Black-Box-Model

This black-box-model wrapper contains the possibilities to either

  • use pre-trained Pytorch or Tensorflow models or

  • user-specified models by inheriting the abstract class.

Example implementations for both use-cases can be found in our section Examples.

Interface

class models.api.mlmodel.MLModel(data, scaling_method='MinMax', encoding_method='OneHot')

Abstract class to implement custom black-box-model for a given dataset with encoding and scaling processing.

Parameters
data: Data

Dataset inherited from Data-wrapper

scaling_method: str, default: MinMax

Type of used sklearn scaler. Can be set with property setter to any sklearn scaler.

encoding_method: str, default: OneHot

Type of OneHotEncoding [OneHot, OneHot_drop_binary]. Additional drop binary decides if one column is dropped for binary features. Can be set with property setter to any sklearn encoder.

Returns
None
Attributes
backend

Describes the type of backend which is used for the classifier.

data

Contains the data.api.Data dataset.

encoder

Contains a fitted sklearn encoder:

feature_input_order

Saves the required order of feature as list.

raw_model

Contains the raw ml model built on its framework

scaler

Contains a fitted sklearn scaler.

Methods

predict:

One-dimensional prediction of ml model for an output interval of [0, 1].

predict_proba:

Two-dimensional probability prediction of ml model

abstract property backend

Describes the type of backend which is used for the classifier.
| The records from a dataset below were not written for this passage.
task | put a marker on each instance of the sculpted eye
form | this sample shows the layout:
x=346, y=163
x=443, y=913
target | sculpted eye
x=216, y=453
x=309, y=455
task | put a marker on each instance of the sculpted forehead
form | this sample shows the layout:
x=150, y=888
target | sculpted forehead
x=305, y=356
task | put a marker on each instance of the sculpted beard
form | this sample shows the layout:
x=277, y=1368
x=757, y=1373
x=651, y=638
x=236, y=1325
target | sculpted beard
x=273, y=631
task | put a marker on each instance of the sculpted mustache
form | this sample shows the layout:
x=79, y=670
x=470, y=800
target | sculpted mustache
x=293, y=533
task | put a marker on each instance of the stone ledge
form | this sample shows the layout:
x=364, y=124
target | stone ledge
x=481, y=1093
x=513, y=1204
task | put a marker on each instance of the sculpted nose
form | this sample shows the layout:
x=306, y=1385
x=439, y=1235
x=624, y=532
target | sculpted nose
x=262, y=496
E.g., tensorflow, pytorch, sklearn, …

Returns
str
property data: carla.data.api.Data

Contains the data.api.Data dataset.

Returns
carla.data.Data
Return type

Data

property encoder: sklearn.base.BaseEstimator

Contains a fitted sklearn encoder:

Returns
sklearn.preprocessing.BaseEstimator
Return type

BaseEstimator

abstract property feature_input_order

Saves the required order of feature as list.
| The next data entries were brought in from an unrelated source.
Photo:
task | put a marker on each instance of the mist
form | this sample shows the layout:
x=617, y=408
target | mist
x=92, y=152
Prevents confusion about correct order of input features in evaluation

Returns
list of str
abstract predict(x)

One-dimensional prediction of ml model for an output interval of [0, 1].

Shape of input dimension has to be always two-dimensional (e.g., (1, m), (n, m))

Parameters
xnp.Array or pd.DataFrame

Tabular data of shape N x M (N number of instances, M number of features)

Returns
iterable object

Ml model prediction for interval [0, 1] with shape N x 1

abstract predict_proba(x)

Two-dimensional probability prediction of ml model

Shape of input dimension has to be always two-dimensional (e.g., (1, m), (n, m))

Parameters
xnp.Array or pd.DataFrame

Tabular data of shape N x M (N number of instances, M number of features)

Returns
iterable object

Ml model prediction with shape N x 2

abstract property raw_model

Contains the raw ml model built on its framework

Returns
object

Classifier, depending on used framework

property scaler: sklearn.base.BaseEstimator

Contains a fitted sklearn scaler.

Returns
sklearn.preprocessing.BaseEstimator
Return type

BaseEstimator

Catalog

class models.catalog.catalog.MLModelCatalog(data, model_type, backend='tensorflow', cache=True, models_home=None, use_pipeline=False, load_pretrained=True, **kws)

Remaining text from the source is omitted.